Activating mutations in N- or K-ras have previously been shown to stimulate proliferation of ANBL6 cells.18 Based on this and on the apoptosis data from the U266 cells, we expected that theN-ras12– and K-ras12–transfected ANBL6 cells would be more sensitive than the parental ANBL6 line to Dox- or Mel-induced apoptosis. Surprisingly, expression of either an activated N- or K-ras is able to provide protection from apoptosis. This protection appears to be more complete than the protection provided by IL-6. One possible explanation for this may be differences in signal kinetics. IL-6 may provide a transient signal through ras that is quickly down-regulated. The cells with the ras mutation, however, will have a constitutive signal downstream of ras, with a resultant constitutive protection.
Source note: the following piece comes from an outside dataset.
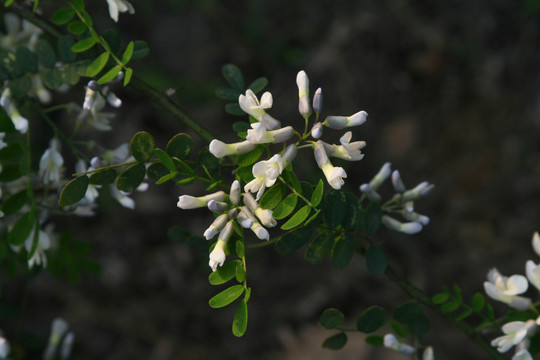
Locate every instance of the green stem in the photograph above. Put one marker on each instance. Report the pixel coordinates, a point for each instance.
(420, 296)
(136, 83)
The mechanism for this is at present unclear.

Previous reports have suggested IL-6 is an antiapoptotic factor. However, as we have shown, IL-6 induction of the cell cycle can have an apoptotic-enhancing effect on DNA-damaging agents. Moreover, we have shown that genetic heterogeneity can have an affect on how myeloma cells respond to IL-6 and chemotherapeutic agents. As new screening methods are applied to determine therapeutic response, genetic reclassification of tumors should provide more improvements in treating patients.